Alternate of Yale Assure Lever Wi-Fi smart lever lock

Wyze Lock

If you’re a renter and you aren’t allowed to change your locks (or if you’re a homeowner who just doesn’t want to), the Wyze Lock is a low-cost yet full-featured option that connects easily to an existing deadbolt. The hardware is easy to install, and in our testing it worked well—and unlike our previous budget pick, the August Smart Lock, it’s whisper quiet. A tiny plug-in Wi-Fi adapter, which enables remote access and smartphone notifications, is included. The Wyze Lock offers some impressive features, including a built-in presence sensor that alerts you via a chime and a smartphone notification when you’ve left the door open or ajar.

Unlike our other picks, which have a keypad or fingerprint sensor (or both), the Wyze Lock requires that you use an app to unlock it, which for everyday use isn’t much more convenient than using a key (Wyze has introduced a wireless keypad, which we plan to test). You can instead choose to enable auto-unlock mode, which relies on your smartphone’s proximity to trigger the lock when you arrive home, but we worry about the innate security risk of accidental triggers, and some early owners of the Wyze Lock have reported such problems. The Wyze Lock currently integrates with Alexa, which enables you to lock the door using voice, and Google Assistant support is planned.

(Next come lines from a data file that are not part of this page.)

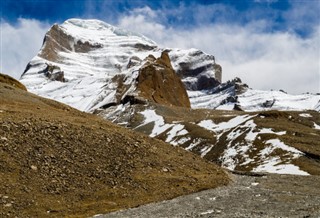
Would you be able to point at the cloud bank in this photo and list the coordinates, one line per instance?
(19, 44)
(250, 45)
(264, 59)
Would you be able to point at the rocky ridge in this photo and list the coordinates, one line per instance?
(59, 162)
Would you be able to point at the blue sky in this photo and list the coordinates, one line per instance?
(270, 44)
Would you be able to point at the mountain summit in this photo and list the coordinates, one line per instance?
(170, 94)
(89, 64)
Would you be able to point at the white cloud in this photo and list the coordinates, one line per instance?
(264, 60)
(19, 44)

Schlage Encode Smart WiFi Deadbolt

An adapter-free smart lock

The Schlage Encode Smart WiFi Deadbolt is a trimmed and toned update to similar previous picks, the Schlage Connect and Schlage Sense, but with the clever ability to connect directly to your Wi-Fi without the need of a plug-in adapter. (Most smart locks, in contrast, use battery-friendly Bluetooth and then connect wirelessly to a plug-in adapter that allows them to connect to your Wi-Fi and accept remote control.)

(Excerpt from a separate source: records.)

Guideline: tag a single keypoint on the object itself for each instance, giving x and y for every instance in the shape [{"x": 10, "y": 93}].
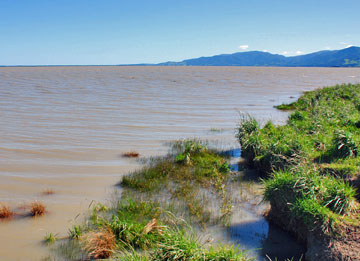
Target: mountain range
[{"x": 348, "y": 57}]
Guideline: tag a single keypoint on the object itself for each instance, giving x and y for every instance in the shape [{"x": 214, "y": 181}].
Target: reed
[
  {"x": 131, "y": 154},
  {"x": 6, "y": 212},
  {"x": 37, "y": 209}
]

That capability is appealing, and along with the nicely designed hardware—which also includes a built-in impact alarm—it makes the Encode one of the easiest models to install and one of the simplest smart locks to use of those we’ve tested. In gaining its smaller internal housing, the Encode unfortunately shed compatibility with Apple HomeKit, though it can still integrate with Amazon Alexa or Google Assistant. We tend to prefer the tactile feel of keypads like the Encode’s over that of a glass touchscreen, and we think that feature makes this lock less fussy to use, so it’s an especially good choice for rental properties.